1973. Pour suivre l'engouement du public suscité par des projets tels que Tommy ou Jésus-Christ Superstar, sort en France le premier rock opéra baptisé "La Révolution Française". Rock opéra ? Aujourd'hui, nous dirions plutôt comédie musicale et le succès de "Notre-Dame de Paris", "Les Dix Commandements" et autres "Roméo et Juliette" prouve à quel point l'intérêt pour ce genre musical est encore vif. L'ancêtre de ces spectacles usait déjà des mêmes ficelles : raconter une histoire en une vingtaine de tableaux faisant intervenir de nombreux protagonistes, mélanger numéros solo et chœurs, bluettes et titres plus heavy, utiliser des thèmes récurrents qui permettent de s'ancrer plus facilement dans les mémoires.
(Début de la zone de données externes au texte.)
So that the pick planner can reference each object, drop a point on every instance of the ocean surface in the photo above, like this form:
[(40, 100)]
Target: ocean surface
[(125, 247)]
Sur un livret d'Alain Boublil et Jean-Marc Rivière, la musique est l'œuvre de Raymond Jeannot et Claude-Michel Schönberg, créateur l'année suivante du tube romantique 'Le Premier Pas' et qui, outre la composition, interprète un Louis XVI bouleversant d'humanité. Car l'une des forces de "La Révolution Française", qui narre les soubresauts qui agitèrent la France de l'ouverture des Etats Généraux le 05 mai 1789 à la période sombre de la terreur, est de nous faire revivre les instants clés de cette période dans un condensé d'histoire fidèle et de cerner en trois vers le caractère de chaque personnage, sans paraître caricatural.
Sur le plan musical, l'œuvre est très diversifiée, alternant du rock pur et dur (les révolutionnaires, Fouquier-Tinville, Robespierre), du divertissement (Napoléon et Madame Sans-Gêne, Talleyrand, Marat), de la variété française romantique (Charles Gauthier, Louis XVI, Marie-Antoinette) et de la comédie musicale dans toute sa splendeur (Les Etats Généraux, A Versailles, Ca Ira). On passe ainsi du frisson de la grande histoire au tragique de l'histoire d'amour entre deux protagonistes fictifs (Charles Gauthier et Isabelle de Montmorency), avec quelques moments de légèreté où l'intérêt musical cède brièvement le pas à l'humour.
Le casting mélange artistes confirmés et stars en devenir : ainsi, aux côtés des déjà célèbres Martin Circus (les révolutionnaires), Antoine qui campe un inénarrable Napoléon, Gérard Rinaldi et Les Charlots en Charles-Maurice de Talleyrand-Périgord et en chœurs religieux à faire pâlir d'envie Les Prètres, ou Jean-François Michaël ('Adieu Jolie Candy') en chouan décidé, on découvre pour la première fois ou presque, outre le déjà cité Claude-Michel Schönberg en un convaincant Louis XVI, un inquiétant Robespierre en la personne d'Alain Baschung, un Fouquier-Tinville haineux admirablement interprété par Jean Schulteis bien avant 'Confidence Pour Confidence' et un émouvant Charles Gauthier incarné par Jean-Pierre Savelli, le futur Peter de Peter et Sloane ('Besoin De Rien, Envie De Toi'). N'oublions pas un groupe au nom imprononçable, Système Crapoutchick, qui, outre son interprétation de la noblesse et de la terreur, tient le rôle d'orchestre sur la plupart des titres, et dont le claviériste deviendra célèbre sous le nom d'Alain Chamfort, ni la participation de Daniel Balavoine alors totalement inconnu en tant que choriste.
Si, sur le papier, le mélange paraît improbable, sur disque il fonctionne admirablement bien. Les morceaux s'enchainent sans temps mort et l'alternance de romances, chansons légères et morceaux de bravoure, tient l'auditeur en haleine d'un bout à l'autre de l'album. La musique est variée et entrainante et les textes intelligents rendent l'histoire vivante. Les dialogues, qui s'instaurent au fil des morceaux entre les personnages et le recours fréquents aux chœurs, confèrent un dynamisme qui ne se dément pas jusqu'au dernier titre. Enfin, les mélodies rentrent facilement en tête et l'on se surprend à les fredonner avec entrain à tout propos.
En dépit de toutes ses qualités, "La Révolution Française" ne rencontra pas le succès qu'elle méritait, probablement victime d'un statut bâtard : trop française à l'époque pour être crédible en opéra rock, trop rock pour attirer le public français friand de variétés plus consensuelles. Si vous avez loupé le coche, ou si vous étiez trop jeune, vous avez droit à une session de rattrapage : l'opéra devrait être remonté en 2012 (à ne pas confondre avec l'autre comédie musicale de 2012 "1789: Les Amants De La Révolution" au thème étrangement similaire). En attendant de réserver vos places, je ne peux que vous conseiller de vous procurer l'œuvre originale. Un agréable moyen de prendre un cours d'histoire en chansons.